Shenandoahs in Autumn

Our_Research

Insect and Plant Phenology:                                                     

     Ecologists generally assume that plant phenology - the timing of plant growth, flowering, leaf loss and other important life-history processes - is principally driven by abiotic factors such as day length and temperature.  Data from our research support the hypothesis that insect herbivory generates substantial variation in plant phenology, particularly autumn foliar senescence.  Our lab is examining how insects may both advance and delay plant senescence processes, resulting in variability in the vibrancy and duration of autumn leaf colors.  This work is part of a larger project to document changes in the diversity and phenology of plant and herbivore communities with climate change.  
                                                                                                                    

Insects and Nitrogen-fixing Plants

    Mutualisms between plants and nitrogen-fixing rhizobia bacteria increase plant nitrogen and promote plant growth, but they also may alter secondary plant biochemical pathways with consequences for herbivores.  Conversely, secondary biochemical pathways may dictate a plant’s ability to form mutualism with rhizobia. Our lab is examining how variation in alkaloid defenses in species of wild indigo (Baptisia) is altered by rhizobial nodulation.  Legumes like wild indigo also exude flavonoid compounds from their roots to which rhizobia respond by initiating formation of the nodules necessary to support the plant-bacteria symbiosis.  As with alkaloids, flavonoid profiles vary among Baptisia species, and identity and concentration of flavonoids in root exudates drive patterns of rhizobia host-specificity and gene expression.  In collaboration with Dr. Peter Van Zandt at Birmingham Southern College, our lab is examining patterns of herbivory and flavonoid production to determine if herbivore-damaged plants increase root nodulation and, subsequently, expression of toxic alkaloids.  

Canopy Insect Communities:

     As a result of large differences in plant diversity and morphology and in abiotic regimes, tropical tree canopies have substantially different architecture, phenology, and resource availability than temperate canopies.  This suggests that while tropical canopies show vertical stratification and differentiation of insect communities, temperate canopies, on the other hand, should show less stratification - their faunas may be subsets of the understory community. Research in our lab investigates patterns of diversity and stratification in insect communities in both tropical and temperate forests. 
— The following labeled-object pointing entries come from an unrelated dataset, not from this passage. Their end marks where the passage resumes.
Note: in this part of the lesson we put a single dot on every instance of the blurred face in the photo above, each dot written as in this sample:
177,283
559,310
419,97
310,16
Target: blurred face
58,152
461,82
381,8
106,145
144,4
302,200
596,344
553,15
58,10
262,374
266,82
Forest Sustainability and Insect Diversity:

     “Sustainable harvesting” is a buzz word in forestry and commercially marketed timber products.  Yet, few studies document if harvest practices are truly sustainable over the lifetime of a forest – more than 100 years!  This is the objective of our replicated before/after, control/impact experiment, The Missouri Forest Ecosystem Project (MOFEP).  Its long term goal is to compare the sustainability of different types of logging by studying biodiversity, coordinated changes in biogeochemical processes, and forest recovery.  As a part of the broader MOFEP experiment, Dr. Robert Marquis at UM-St. Louis is investigating the influence of timber harvest regimes on oak insect herbivores, and members of our lab have collaborated with Dr. Marquis on this research for more than a decade.  Our portion of the MOFEP project is unique in several respects.  First, we examine the impact of disturbance at the landscape scale: that is, we ask “how do insects within intact portions of disturbed landscapes respond?”  Furthermore, we examine the effects of disturbance on larval life-stages rather than charismatic adult Lepidoptera.  The impacts of disturbance on larval stages are important because it is in this stage that Lepidoptera cause the most damage to trees and potentially reduce the rate at which forests recover after logging.  To date, our results suggest that the negative impacts of both selective logging and clear-cutting on Lepidoptera diversity are temporally delayed, mitigated by previous disturbance and site management history, highly localized in their effects, exacerbated by impacts of disturbance on higher trophic levels, and likely to increase with harvesting cycles less than 100 years.  

Invertebrate Conservation:

     In addition to our main research objectives, our lab has a mandate to promote the conservation of Virginia's native invertebrates.  To that end, we have undertaken investigations of a wide range of invertebrates, including mosquitoes (Diptera: Culicidae), dragonflies and damselflies (Odonata), the Zebra Swallowtail (Eurytides marcellus), and, most recently, fireflies (Coleoptera: Lampyridae) and their gastropod and annelid prey. These projects have been funded in part by the Virginia Academy of Science and the Washington Biologists' Field Club.  For more information on these projects, contact Dr. Forkner.

Forensic Entomology:


     The goal of our medico-criminal entomology research is to quantify the range and variability of arrival times at corpses for forensically important Coleoptera, to identify habitat preferences for the dominant necrophagous Coleoptera species encountered, and to determine the degree to which insect and vertebrate corpse scavengers distribute evidence within a location and how this varies over time (i.e., establish degree of surface scatter and spatial extent of a death scene for evidence collection).  An additional long term goal of our lab is to establish a database of DNA barcodes for forensically important Virginia insects. This work is accomplished with the assistance and support of the Fairfax Police Department and the GMU Forensics program.